2. The battery module according to claim 1, wherein the second region extends in the first direction so as to be located above at least a plurality of the gas-discharge valves.

3. The battery module according to claim 1, wherein the second region is provided with a notch portion, a thin portion, or a groove portion formed in the cover member.

4. The battery module according to claim 1, wherein

the second region extends in the first direction so as to be located above at least a plurality of the gas-discharge valves, and

the second region is provided with a notch portion, a thin portion, or a groove portion formed in the cover member.

5. The battery module according to claim 1, wherein the second region is formed by providing a detachable lid at a cavity of the cover member.

6. The battery module according to claim 1, wherein

the second region extends in the first direction so as to be located above at least a plurality of the gas-discharge valves, and

the second region is formed by providing a detachable lid at a cavity of the cover member.

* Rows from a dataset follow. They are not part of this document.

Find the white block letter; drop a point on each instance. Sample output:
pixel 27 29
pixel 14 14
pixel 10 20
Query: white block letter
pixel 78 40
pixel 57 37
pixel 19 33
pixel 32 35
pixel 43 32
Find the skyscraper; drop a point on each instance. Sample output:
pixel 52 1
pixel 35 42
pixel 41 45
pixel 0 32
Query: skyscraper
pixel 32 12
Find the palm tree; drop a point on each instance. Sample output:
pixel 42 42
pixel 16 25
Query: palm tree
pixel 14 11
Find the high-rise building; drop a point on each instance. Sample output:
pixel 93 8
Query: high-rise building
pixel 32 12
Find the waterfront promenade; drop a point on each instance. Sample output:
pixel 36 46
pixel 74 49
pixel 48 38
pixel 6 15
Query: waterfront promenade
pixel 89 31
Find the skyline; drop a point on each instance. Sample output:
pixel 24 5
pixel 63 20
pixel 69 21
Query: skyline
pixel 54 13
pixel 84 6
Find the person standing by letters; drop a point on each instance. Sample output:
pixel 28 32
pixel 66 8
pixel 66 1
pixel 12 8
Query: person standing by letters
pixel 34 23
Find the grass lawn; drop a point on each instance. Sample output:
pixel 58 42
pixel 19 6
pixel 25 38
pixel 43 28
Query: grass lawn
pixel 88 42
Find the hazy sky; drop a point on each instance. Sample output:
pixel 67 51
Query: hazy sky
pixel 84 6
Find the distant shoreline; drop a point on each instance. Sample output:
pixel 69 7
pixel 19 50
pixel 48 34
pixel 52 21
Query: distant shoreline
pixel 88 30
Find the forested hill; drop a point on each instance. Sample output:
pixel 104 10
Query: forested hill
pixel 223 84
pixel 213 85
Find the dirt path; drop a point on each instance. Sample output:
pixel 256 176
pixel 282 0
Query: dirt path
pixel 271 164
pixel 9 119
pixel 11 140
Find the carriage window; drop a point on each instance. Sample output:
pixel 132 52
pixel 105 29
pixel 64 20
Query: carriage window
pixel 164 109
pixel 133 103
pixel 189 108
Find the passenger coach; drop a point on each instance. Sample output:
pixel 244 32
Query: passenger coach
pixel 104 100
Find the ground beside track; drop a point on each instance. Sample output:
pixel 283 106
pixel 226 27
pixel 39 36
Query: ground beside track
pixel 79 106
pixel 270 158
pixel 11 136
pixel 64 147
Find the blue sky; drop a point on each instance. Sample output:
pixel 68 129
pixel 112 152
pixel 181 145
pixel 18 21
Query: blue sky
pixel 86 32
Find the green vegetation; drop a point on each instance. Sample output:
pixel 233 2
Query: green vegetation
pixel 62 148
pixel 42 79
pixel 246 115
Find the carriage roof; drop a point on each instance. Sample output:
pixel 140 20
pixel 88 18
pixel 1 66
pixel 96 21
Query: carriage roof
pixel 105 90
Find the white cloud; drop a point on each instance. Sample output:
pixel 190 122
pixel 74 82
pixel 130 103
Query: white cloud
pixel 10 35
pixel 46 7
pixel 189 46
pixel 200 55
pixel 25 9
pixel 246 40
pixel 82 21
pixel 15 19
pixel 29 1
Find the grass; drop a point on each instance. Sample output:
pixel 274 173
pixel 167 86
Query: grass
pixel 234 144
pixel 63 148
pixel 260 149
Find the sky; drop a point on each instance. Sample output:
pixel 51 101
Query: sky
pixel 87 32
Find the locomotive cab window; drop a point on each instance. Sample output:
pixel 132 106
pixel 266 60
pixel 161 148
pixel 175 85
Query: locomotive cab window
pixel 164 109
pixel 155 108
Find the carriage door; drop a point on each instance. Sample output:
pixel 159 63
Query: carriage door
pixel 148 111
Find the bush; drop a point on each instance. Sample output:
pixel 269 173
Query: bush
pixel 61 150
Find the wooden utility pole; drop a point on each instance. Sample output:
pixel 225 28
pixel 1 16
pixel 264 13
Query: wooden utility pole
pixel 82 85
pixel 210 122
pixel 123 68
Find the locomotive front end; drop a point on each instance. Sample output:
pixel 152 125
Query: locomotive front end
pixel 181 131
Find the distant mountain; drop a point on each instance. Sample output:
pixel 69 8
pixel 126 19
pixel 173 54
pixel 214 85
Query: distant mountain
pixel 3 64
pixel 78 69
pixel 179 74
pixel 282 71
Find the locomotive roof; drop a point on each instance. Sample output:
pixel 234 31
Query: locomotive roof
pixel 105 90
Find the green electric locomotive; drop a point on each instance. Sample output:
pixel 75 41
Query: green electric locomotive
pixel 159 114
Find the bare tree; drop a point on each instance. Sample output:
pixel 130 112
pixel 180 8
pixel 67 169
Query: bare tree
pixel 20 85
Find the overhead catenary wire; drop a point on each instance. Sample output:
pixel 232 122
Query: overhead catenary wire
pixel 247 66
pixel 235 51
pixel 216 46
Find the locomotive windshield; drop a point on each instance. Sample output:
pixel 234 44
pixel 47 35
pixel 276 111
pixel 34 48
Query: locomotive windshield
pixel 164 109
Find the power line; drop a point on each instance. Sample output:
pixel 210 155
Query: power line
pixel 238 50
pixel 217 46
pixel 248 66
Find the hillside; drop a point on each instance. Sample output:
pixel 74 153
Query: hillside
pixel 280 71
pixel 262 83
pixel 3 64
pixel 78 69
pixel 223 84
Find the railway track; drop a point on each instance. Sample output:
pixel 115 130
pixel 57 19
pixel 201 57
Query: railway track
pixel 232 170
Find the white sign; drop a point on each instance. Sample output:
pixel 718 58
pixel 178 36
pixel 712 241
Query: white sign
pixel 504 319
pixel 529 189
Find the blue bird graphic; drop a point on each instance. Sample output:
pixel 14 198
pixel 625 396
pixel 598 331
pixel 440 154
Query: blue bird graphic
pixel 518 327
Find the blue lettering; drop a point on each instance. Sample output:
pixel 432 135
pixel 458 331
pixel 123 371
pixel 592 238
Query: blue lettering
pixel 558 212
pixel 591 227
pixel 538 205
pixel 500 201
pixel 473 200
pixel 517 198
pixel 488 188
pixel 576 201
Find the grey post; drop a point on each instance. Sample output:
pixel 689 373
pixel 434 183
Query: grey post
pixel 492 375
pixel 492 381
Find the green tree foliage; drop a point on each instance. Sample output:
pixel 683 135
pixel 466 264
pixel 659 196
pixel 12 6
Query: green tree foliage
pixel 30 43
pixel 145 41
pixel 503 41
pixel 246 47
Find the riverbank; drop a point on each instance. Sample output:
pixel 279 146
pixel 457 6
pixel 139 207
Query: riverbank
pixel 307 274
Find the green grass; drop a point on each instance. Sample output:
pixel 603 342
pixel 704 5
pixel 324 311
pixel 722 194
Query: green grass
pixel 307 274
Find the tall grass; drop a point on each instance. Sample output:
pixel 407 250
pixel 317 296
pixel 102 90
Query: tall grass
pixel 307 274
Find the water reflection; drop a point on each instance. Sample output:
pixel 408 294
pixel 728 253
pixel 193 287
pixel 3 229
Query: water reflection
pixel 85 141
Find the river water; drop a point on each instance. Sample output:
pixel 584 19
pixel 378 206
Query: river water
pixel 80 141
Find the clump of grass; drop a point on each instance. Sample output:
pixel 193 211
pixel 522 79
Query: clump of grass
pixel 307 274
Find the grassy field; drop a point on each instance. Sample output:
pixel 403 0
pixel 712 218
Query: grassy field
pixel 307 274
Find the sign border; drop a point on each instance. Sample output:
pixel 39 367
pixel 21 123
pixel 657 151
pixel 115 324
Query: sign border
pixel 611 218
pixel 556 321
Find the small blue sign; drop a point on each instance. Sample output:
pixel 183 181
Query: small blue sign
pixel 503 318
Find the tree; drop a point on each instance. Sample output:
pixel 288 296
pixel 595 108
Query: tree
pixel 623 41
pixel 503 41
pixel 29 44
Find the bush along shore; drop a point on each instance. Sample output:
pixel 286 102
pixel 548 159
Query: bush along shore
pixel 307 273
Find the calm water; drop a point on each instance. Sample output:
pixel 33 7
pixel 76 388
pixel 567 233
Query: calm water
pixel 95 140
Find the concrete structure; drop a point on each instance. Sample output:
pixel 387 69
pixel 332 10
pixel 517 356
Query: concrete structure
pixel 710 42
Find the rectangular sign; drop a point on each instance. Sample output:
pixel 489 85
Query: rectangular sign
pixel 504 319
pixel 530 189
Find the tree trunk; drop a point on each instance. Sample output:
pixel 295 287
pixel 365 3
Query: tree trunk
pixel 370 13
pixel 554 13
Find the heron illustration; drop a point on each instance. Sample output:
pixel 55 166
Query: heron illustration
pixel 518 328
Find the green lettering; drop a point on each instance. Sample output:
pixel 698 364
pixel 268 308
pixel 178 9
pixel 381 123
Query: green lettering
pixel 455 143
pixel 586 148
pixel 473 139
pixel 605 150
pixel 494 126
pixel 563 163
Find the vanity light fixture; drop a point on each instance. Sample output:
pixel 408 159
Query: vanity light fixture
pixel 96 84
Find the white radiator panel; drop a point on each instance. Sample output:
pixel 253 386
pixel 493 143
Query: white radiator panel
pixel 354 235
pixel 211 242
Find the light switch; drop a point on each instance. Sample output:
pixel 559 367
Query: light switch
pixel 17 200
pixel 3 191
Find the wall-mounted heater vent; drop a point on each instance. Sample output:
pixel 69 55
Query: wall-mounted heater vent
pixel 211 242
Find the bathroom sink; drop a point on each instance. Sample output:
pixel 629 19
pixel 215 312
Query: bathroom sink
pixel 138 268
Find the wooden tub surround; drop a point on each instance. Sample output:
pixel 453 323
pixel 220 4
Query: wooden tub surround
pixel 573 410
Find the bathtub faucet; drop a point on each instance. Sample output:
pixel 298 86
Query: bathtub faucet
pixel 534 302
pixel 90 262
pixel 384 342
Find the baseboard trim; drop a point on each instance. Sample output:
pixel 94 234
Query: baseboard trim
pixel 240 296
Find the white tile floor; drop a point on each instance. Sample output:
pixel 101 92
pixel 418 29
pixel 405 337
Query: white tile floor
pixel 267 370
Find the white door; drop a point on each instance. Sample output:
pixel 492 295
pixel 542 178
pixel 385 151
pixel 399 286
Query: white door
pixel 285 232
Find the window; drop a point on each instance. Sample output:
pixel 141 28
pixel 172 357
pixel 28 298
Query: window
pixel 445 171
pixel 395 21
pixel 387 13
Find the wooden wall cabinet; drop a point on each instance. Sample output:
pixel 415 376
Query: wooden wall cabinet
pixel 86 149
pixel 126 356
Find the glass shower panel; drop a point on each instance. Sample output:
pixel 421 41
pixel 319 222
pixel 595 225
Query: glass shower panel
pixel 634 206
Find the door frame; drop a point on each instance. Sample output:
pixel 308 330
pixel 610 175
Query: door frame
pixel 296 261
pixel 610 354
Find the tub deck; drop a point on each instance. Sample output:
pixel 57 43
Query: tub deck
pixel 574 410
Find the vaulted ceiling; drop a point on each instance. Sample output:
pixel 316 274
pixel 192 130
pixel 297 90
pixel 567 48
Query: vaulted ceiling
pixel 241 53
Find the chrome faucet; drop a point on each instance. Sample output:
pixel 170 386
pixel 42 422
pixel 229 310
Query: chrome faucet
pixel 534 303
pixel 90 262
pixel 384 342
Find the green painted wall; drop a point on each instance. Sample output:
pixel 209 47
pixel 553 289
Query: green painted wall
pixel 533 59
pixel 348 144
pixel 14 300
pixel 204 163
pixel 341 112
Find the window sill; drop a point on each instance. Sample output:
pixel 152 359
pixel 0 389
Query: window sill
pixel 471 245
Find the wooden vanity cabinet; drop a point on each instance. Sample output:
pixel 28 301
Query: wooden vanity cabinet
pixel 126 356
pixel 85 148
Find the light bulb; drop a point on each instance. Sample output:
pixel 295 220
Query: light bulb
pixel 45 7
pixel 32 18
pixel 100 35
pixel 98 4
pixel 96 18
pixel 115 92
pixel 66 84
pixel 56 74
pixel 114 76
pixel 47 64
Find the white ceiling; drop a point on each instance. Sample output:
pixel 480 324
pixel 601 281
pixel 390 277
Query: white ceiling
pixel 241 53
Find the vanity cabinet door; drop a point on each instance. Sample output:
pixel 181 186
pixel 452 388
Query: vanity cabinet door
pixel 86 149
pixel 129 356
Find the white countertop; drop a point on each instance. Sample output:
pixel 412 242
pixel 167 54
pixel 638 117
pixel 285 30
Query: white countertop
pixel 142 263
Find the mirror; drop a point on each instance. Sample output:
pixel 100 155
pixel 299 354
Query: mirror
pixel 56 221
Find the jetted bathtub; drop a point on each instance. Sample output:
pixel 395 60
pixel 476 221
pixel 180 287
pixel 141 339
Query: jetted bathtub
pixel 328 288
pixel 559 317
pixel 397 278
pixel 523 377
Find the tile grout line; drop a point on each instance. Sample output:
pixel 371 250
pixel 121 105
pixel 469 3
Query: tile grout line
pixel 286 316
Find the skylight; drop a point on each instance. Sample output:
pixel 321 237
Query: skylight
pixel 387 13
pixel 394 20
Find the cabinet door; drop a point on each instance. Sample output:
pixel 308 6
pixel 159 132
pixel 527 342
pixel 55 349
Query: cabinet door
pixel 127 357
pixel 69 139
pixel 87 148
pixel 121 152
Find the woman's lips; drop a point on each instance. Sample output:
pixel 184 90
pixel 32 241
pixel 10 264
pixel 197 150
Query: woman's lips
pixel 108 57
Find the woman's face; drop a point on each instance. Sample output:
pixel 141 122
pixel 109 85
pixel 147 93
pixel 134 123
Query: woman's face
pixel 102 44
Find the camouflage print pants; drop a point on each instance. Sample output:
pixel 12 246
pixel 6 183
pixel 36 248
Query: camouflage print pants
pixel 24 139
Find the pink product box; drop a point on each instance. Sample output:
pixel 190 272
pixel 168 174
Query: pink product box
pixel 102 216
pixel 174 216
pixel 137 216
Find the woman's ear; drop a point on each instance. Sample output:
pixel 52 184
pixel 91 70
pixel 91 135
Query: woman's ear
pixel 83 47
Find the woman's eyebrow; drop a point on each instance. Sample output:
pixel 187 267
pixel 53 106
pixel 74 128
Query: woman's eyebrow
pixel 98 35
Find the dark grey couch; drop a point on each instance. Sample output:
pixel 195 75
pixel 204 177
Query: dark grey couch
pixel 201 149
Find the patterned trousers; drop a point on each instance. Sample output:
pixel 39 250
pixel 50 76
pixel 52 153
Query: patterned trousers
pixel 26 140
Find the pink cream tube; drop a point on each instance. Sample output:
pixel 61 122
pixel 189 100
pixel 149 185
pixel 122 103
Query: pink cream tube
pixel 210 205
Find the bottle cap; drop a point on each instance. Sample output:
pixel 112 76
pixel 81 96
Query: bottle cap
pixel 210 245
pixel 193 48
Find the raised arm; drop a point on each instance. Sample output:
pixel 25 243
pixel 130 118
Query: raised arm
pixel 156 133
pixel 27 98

7. The battery module according to claim 1, wherein the second region is formed with the second region of the cover member being composed of a material having a relatively low strength as compared with the first region.

8. The battery module according to claim 1, wherein

the second region extends in the first direction so as to be located above at least a plurality of the gas-discharge valves, and

the second region is formed with the second region of the cover member being composed of a material having a relatively low strength as compared with the first region.